J’ai voulu visiter la patrie en marche où je m’enfermais pour trois jours, prisonniers pour trois jours de ce bruit de galets roulés par la mer, et je me suis levé. J’ai traversé vers une heure du matin le train dans toute sa longueur. Les sleepings étaient vides. Les voitures de premières étaient vides.

Mais les voitures de troisième abritaient des centaines d’ouvriers polonais congédiés de France et qui regagnaient leur Pologne. Et je remontais les couloirs en enjambant les corps. Je m’arrêtais pour regarder. Debout sous les veilleuses, j’apercevais dans ce wagon sans divisions et qui ressemblait à une chambrée, qui sentait la caserne ou le commissariat, toute une population confuse et barattée par les mouvements du rapide. Tout un peuple enfoncé dans les mauvais songes et qui regagnait sa misère. De grosses têtes rasées roulaient sur le bois des banquettes. Hommes, femmes, enfants, tous se retournaient de droite à gauche, comme attaqués par tous ces bruits, toutes ces secousses qui les menaçaient dans leur oubli. Ils n’avaient point trouvé l’hospitalité d’un bon sommeil.

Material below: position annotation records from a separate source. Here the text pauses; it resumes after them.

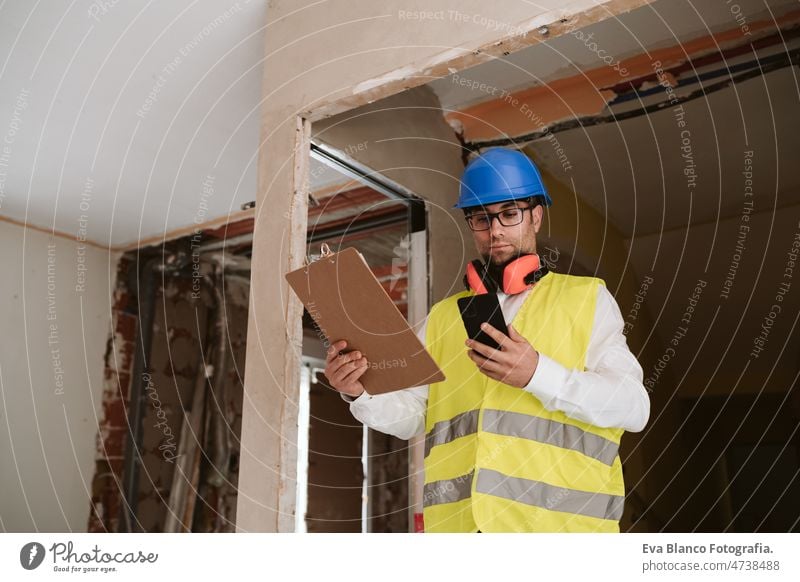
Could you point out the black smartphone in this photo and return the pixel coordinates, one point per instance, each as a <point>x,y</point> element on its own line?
<point>479,309</point>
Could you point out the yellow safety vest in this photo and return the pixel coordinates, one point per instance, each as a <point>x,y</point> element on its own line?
<point>496,460</point>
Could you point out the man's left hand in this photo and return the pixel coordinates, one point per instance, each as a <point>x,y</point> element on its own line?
<point>513,364</point>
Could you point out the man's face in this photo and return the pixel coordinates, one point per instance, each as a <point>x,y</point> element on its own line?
<point>501,244</point>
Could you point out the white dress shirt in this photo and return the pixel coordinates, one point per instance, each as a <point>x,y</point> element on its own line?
<point>609,393</point>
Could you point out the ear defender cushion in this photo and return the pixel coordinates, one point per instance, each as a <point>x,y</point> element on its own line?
<point>515,275</point>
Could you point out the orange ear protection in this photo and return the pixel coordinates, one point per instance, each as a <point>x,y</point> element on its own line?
<point>517,276</point>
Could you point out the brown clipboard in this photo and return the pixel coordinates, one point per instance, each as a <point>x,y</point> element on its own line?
<point>347,302</point>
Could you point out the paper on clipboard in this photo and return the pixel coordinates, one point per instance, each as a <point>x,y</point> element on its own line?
<point>347,302</point>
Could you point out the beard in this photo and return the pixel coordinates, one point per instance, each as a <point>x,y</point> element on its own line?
<point>495,270</point>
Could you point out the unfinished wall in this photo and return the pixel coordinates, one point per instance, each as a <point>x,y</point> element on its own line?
<point>405,138</point>
<point>320,61</point>
<point>55,314</point>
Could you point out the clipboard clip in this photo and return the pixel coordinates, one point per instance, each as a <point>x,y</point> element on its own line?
<point>324,252</point>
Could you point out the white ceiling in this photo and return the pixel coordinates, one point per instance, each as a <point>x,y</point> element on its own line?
<point>75,79</point>
<point>79,77</point>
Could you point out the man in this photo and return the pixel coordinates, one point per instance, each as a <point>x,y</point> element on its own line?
<point>525,437</point>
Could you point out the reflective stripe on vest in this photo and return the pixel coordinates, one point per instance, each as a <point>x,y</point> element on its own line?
<point>447,491</point>
<point>547,496</point>
<point>448,430</point>
<point>550,432</point>
<point>524,426</point>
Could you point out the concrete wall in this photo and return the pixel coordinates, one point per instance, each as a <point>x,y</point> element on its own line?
<point>54,337</point>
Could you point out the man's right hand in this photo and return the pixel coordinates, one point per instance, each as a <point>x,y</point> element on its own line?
<point>344,371</point>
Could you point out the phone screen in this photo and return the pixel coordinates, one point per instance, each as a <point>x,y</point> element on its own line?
<point>478,309</point>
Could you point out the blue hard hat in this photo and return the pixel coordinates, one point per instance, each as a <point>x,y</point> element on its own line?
<point>499,175</point>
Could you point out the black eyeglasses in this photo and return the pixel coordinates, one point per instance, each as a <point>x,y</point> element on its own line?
<point>508,217</point>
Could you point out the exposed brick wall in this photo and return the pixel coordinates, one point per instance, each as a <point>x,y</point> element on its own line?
<point>113,428</point>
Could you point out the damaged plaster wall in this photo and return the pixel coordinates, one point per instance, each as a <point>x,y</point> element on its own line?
<point>406,138</point>
<point>349,54</point>
<point>51,376</point>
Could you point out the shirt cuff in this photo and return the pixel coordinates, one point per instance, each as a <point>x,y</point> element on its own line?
<point>548,380</point>
<point>360,397</point>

Et voici qu’ils me semblaient avoir  à demi perdu qualité humaine, ballottés d’un bout de l’Europe à l’autre par les courants économiques, arrachés à la petite maison du Nord, au minuscule jardin, aux trois pots de géranium que j’avais remarqués autrefois à la fenêtre des mineurs polonais. Ils n’avaient rassemblé que les ustensiles de cuisine, les couvertures et les rideaux, dans des baquets mal ficelés et crevés de hernies. Mais tout ce qu’ils avaient caressé ou charmé, tout ce qu’ils avaient réussi à apprivoiser en quatre ou cinq années de séjour en France, le chat, le chien et le géranium, ils avaient dû les sacrifier et ils n’emportaient avec eux que ces batteries de cuisine.

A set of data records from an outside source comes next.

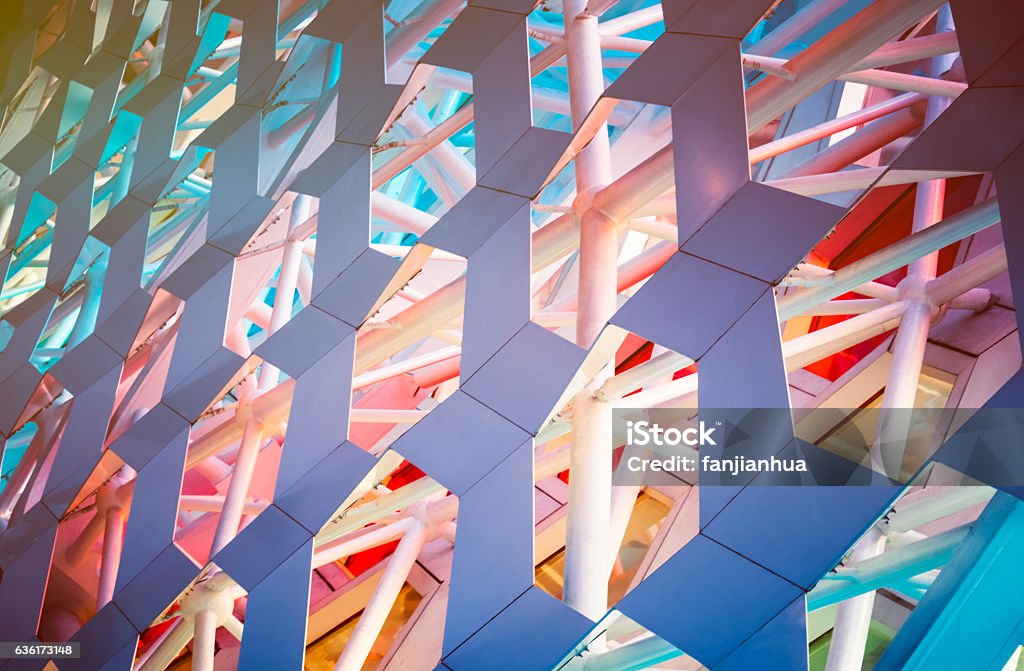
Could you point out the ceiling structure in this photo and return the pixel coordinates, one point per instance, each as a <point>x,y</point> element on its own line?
<point>329,375</point>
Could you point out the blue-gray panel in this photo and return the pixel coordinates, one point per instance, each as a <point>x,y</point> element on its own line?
<point>494,547</point>
<point>460,442</point>
<point>718,613</point>
<point>674,308</point>
<point>527,376</point>
<point>545,628</point>
<point>261,547</point>
<point>274,635</point>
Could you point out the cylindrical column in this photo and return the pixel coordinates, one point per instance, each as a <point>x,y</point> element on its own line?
<point>391,581</point>
<point>587,541</point>
<point>203,646</point>
<point>586,580</point>
<point>113,542</point>
<point>238,490</point>
<point>291,263</point>
<point>167,647</point>
<point>853,617</point>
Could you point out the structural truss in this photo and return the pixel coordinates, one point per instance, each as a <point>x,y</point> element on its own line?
<point>317,317</point>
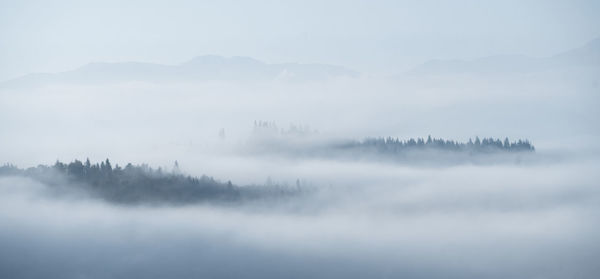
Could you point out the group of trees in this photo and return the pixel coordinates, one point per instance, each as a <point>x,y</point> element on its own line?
<point>143,184</point>
<point>270,129</point>
<point>394,145</point>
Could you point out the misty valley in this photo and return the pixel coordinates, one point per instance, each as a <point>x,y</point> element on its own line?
<point>142,184</point>
<point>299,139</point>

Un enfant tétait une mère si lasse qu’elle paraissait endormie. La vie se transmettait dans l’absurde et le désordre de ce voyage. Je regardai le père. Un crâne pesant et nu comme une pierre. Un corps plié dans l’inconfortable sommeil, emprisonné dans les vêtements de travail, fait de bosses et de creux. L’homme était pareil à un tas de glaise. Et je pensai : ce même homme et cette même femme se sont connus un jour et l’homme a souri sans doute à la femme ; il lui a sans doute, après le travail, apporté des fleurs. Timide et gauche, il tremblait peut-être de se voir dédaigné. Mais la femme, par coquetterie naturelle, le femme sûre de sa grâce, se plaisait peut-être à l’inquiéter. Et l’autre, qui n’est plus aujourd’hui qu’une machine à piocher ou à cogner, éprouvait ainsi dans son cœur l’angoisse délicieuse. Le mystère, c’est qu’ils soient devenus ces paquets de glaise. Dans quel moule terrible ont-ils passé, marqués par lui comme par une machine à emboutir ? Pourquoi cette belle argile humaine est-elle abîmée ?

Et je poursuivais mon voyage parmi ce peuple dont le sommeil était trouble comme un mauvais lieu. Je m’assis en face d’un couple. Entre l’homme et la femme, l’enfant, tant bien que mal, avait fait son creux, et il dormait. Mais il se retourna dans le sommeil, et son visage m’apparut sous la veilleuse. Ah ! quel adorable visage ! Il était né de ce couple-là une sorte de fruit doré. Il était né de ces lourdes hardes cette réussite de charme et de grâce. Je me penchai sur ce front lisse, sur cette douce moue des lèvres, et je me dis : voici un visage de musicien, voici Mozart enfant, voici une belle promesse de vie. Les petits princes des légendes n’étaient point différents de lui : protégé, entouré, cultivé, que ne saurait-il devenir ! Quand il naît par mutation dans les jardins une rose nouvelle, voilà tous les jardiniers qui s’émeuvent. On isole la rose, on cultive la rose, on la favorise. Mais il n’est point de jardinier pour les hommes. Mozart enfant sera marqué comme les autres par la machine à emboutir. Mozart fera ses plus hautes joies de musique pourrie, dans la puanteur des cafés-concerts. Mozart est condamné.